Teachers face a new challenge with the introduction of the European Higher Education Area. The new system places the student at the center of the teaching process, emphasizing self-directed learning where the student is the protagonist and not merely a passive recipient of knowledge. In this sense, the new teaching methods require active student participation, so that they can as soon as possible become acquainted with problematic situations they could face in their future career.

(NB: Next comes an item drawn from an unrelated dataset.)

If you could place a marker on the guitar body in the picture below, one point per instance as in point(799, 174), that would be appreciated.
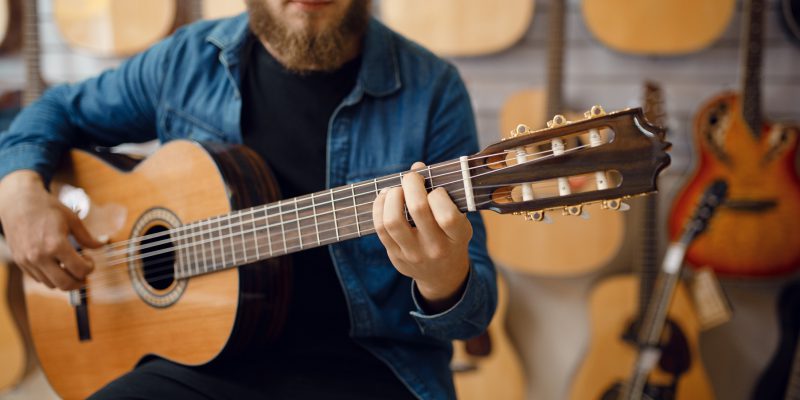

Within the framework of the Summer School on Public Health, which this year celebrated its twentieth anniversary, the Esteve Foundation launched the fifth edition of this seminar on the 21st and 22nd September for those interested in an introduction to Problem Based Learning (PBL), one of the learning methodologies that best fits the new European directive on higher education.
The starting point of PBL is a problematic situation that permits students to develop explanatory hypotheses, identifying learning needs to better understand the problem and recognising the principles that relate to the acquired knowledge that can be applied to other situations. The use of PBL in small groups has been very effective in developing teamwork skills.
Two professors closely involved with PBL were responsible for directing the two-day course. Luis Alberto Branda is professor and professor emeritus at the Faculty of Medicine at McMaster University (Hamilton, Canada), the birthplace of Problem Based Learning. For the past 25 years, he has worked almost all of his time on the development of various aspects of professional education and has worked as a consultant for several institutions, including the World Health Organization.
Rosa Maria Torrens is Professor at the Vall d’Hebron University School of Nursing in Barcelona and since 2001 has participated in the implementation of a curriculum integrated with PBL in teaching nursing. She has published several books and articles and in 1998 received the Sant Jordi Award for Health and Catalan Culture.